15.11. Não cabe à Requerida proceder a interpretações corretivas de normas de incidência tributária, nem, como se explicita infra, a emitir juízos de constitucionalidade sobre normas aplicáveis, por a tanto não estar habilitada, contrariamente ao que sucede com os tribunais (artigo 204.º da Constituição [“CRP”]).

15.12. Nesta delimitação da incidência real, fica patente que o critério adotado pretende ser universalmente objetivo, induzindo maior uniformidade e igualdade no tratamento dos prédios alvo da tributação, em detrimento de outros critérios que apelassem a verificações casuísticas sobre o destino efetivo dado aos prédios. Com efeito, a diferente valoração e tributação de um imóvel com afetação habitacional, face a um imóvel destinado a comércio, indústria ou serviços, resulta da diferente aptidão dos imóveis em causa, a qual sustenta o diferente tratamento dado pelo legislador que, por razões económicas e sociais, decidiu, no âmbito da sua liberdade conformadora, afastar da incidência do imposto os imóveis destinados a outros fins que não os habitacionais. É, pois, inequívoco que se está perante uma norma de incidência objetiva de carácter geral e abstrato, aplicável de forma indistinta a todos os casos em que se preencham os respetivos pressupostos de facto e de direito. E, como se viu, o imposto em sindicância não visa uma tributação genérica do património.

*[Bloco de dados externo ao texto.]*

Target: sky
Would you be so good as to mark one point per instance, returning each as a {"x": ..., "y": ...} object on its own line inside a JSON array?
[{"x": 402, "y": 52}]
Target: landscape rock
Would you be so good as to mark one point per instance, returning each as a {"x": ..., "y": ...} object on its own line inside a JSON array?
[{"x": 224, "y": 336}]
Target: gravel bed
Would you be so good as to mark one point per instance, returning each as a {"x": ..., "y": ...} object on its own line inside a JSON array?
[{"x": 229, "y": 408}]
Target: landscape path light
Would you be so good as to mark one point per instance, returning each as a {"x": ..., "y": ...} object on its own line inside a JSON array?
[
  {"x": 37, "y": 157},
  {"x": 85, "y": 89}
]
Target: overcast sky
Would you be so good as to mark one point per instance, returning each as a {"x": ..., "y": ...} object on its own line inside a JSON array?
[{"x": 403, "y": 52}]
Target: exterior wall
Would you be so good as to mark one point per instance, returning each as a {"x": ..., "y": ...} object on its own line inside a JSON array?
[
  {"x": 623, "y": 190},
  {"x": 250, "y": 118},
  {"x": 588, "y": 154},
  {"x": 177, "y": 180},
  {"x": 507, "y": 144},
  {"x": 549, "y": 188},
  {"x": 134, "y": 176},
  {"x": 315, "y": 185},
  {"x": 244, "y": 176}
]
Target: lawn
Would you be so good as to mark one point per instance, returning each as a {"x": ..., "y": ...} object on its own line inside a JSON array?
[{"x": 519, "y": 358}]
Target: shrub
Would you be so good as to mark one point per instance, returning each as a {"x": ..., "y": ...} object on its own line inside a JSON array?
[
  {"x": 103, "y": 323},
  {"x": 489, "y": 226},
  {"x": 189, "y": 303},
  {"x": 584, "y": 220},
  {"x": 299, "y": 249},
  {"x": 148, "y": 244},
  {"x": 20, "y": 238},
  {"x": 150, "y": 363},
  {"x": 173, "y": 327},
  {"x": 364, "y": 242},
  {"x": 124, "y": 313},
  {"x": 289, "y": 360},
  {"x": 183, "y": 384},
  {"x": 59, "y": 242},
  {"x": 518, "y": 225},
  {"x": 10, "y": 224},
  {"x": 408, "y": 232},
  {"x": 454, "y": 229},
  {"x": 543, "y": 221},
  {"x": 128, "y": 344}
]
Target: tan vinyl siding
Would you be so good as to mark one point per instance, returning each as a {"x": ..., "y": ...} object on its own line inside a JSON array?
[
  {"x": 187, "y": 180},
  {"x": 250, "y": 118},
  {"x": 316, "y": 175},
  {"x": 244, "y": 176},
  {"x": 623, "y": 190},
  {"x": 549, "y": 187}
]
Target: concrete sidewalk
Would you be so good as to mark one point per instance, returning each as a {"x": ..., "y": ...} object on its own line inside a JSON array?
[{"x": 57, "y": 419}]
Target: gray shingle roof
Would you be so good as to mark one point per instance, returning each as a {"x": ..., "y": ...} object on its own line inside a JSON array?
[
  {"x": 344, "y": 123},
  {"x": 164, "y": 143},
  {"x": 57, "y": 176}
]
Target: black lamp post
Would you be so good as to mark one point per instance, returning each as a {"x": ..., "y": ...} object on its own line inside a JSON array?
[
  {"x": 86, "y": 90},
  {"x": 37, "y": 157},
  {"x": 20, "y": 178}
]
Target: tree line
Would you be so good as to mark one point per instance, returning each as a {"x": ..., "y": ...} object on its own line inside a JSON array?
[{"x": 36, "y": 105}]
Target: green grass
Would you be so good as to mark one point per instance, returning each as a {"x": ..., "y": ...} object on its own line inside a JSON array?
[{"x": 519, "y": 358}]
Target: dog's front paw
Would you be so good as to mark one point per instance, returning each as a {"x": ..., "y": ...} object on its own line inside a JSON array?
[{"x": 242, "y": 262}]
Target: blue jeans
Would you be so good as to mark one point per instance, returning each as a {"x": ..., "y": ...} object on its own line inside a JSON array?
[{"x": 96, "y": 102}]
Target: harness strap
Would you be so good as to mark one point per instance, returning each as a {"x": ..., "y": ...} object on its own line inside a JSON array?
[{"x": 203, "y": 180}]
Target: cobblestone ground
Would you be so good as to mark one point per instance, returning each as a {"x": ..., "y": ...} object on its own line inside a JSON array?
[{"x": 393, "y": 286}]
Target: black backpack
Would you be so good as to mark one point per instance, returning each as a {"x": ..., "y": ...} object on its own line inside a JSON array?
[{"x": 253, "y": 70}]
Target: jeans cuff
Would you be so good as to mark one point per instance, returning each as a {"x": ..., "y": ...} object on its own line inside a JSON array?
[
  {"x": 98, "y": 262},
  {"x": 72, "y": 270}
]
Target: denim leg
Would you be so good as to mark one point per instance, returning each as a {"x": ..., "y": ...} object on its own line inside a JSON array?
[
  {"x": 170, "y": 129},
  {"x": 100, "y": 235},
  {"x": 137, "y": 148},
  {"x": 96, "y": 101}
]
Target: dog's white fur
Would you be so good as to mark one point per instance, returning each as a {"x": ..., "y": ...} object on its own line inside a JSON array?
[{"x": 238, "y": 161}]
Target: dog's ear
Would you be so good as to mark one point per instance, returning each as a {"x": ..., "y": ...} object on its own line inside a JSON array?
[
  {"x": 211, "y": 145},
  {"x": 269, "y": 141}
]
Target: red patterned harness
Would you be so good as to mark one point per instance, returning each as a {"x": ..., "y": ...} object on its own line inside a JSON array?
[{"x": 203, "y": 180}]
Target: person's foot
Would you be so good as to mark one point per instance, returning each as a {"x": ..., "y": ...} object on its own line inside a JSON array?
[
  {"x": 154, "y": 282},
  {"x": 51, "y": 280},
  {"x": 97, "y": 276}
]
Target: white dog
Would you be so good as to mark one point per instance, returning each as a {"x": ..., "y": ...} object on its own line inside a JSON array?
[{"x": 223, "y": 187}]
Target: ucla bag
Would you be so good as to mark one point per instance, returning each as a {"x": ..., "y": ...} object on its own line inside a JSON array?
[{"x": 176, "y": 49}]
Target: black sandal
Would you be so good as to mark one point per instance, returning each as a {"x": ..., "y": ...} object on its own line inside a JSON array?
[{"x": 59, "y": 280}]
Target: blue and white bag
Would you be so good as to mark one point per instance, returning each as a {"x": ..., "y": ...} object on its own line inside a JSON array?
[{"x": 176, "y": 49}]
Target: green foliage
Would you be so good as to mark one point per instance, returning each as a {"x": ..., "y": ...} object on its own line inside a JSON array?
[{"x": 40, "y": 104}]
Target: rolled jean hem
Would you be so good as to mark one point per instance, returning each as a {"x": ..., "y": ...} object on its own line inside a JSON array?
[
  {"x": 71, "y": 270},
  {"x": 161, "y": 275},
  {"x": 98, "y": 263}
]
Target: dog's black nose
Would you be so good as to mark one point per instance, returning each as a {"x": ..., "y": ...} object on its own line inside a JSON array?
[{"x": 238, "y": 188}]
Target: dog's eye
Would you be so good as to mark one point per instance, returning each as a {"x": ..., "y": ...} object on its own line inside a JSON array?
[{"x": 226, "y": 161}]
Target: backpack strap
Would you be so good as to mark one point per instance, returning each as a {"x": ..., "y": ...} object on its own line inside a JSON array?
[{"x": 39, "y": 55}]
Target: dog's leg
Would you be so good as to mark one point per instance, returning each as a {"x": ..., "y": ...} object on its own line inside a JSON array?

15.13. Deste modo, o AIMI respeita uma tributação parcelar do património, sem visar especificamente empresas ou um tipo de empresas específico, pois compreende toda a espécie de sujeitos passivos que sejam titulares dos direitos reais enunciados sobre os prédios em causa, independentemente de assumirem carácter empresarial ou não, abrangendo, assim, para além de sociedades, fundações, associações, pessoas singulares.

15.14. Mas antes se divisa uma potencial discriminação negativa, derivada do facto de tais empresas –pois que comercializam prédios classificados como habitacionais e/ou terrenos para construção –ficarem com uma oneração adicional, quando em cotejo com a generalidade das demais pessoas coletivas. Quanto aos terrenos para construção, estes não se reconduzem a meros direitos de construção, de coisas futuras, e todos eles são bens autónomos, que, até, pela sua natural escassez, têm sempre valor económico intrínseco e, normalmente, cotação no mercado imobiliário (i.e., podem ser vendidos, trocados, dados como garantia de obrigações).

15.15. Ainda que os imóveis tributados possam revelar-se instrumentais da atividade económica, temos que os mesmos são idóneos a indicar que aquela pessoa coletiva é titular de bens que, em si mesmos, evidenciam uma específica abastança face aos demais proprietários imobiliários. Ou seja, a circunstância de um dado bem valer, como “fator de produção de riqueza", não é suficiente para contrariar a constatação que o correspondente titular detém um imóvel apenas acessível a detentor de peculiar capacidade contributiva e, assim, capacitado para suportar uma contribuição adicional para a desejada consolidação orçamental. Em sede de AIMI não faz sentido invocar jurisprudência referente à Verba 28.1 da TGIS, porque o AIMI ignora a potencial afetação dos terrenos para construção e porque se aplica indistintamente da qualidade do sujeito passivo, desde que seja titular de direitos reais sobre prédios urbanos abrangidos pelo artigo 135.º-B do CIMI.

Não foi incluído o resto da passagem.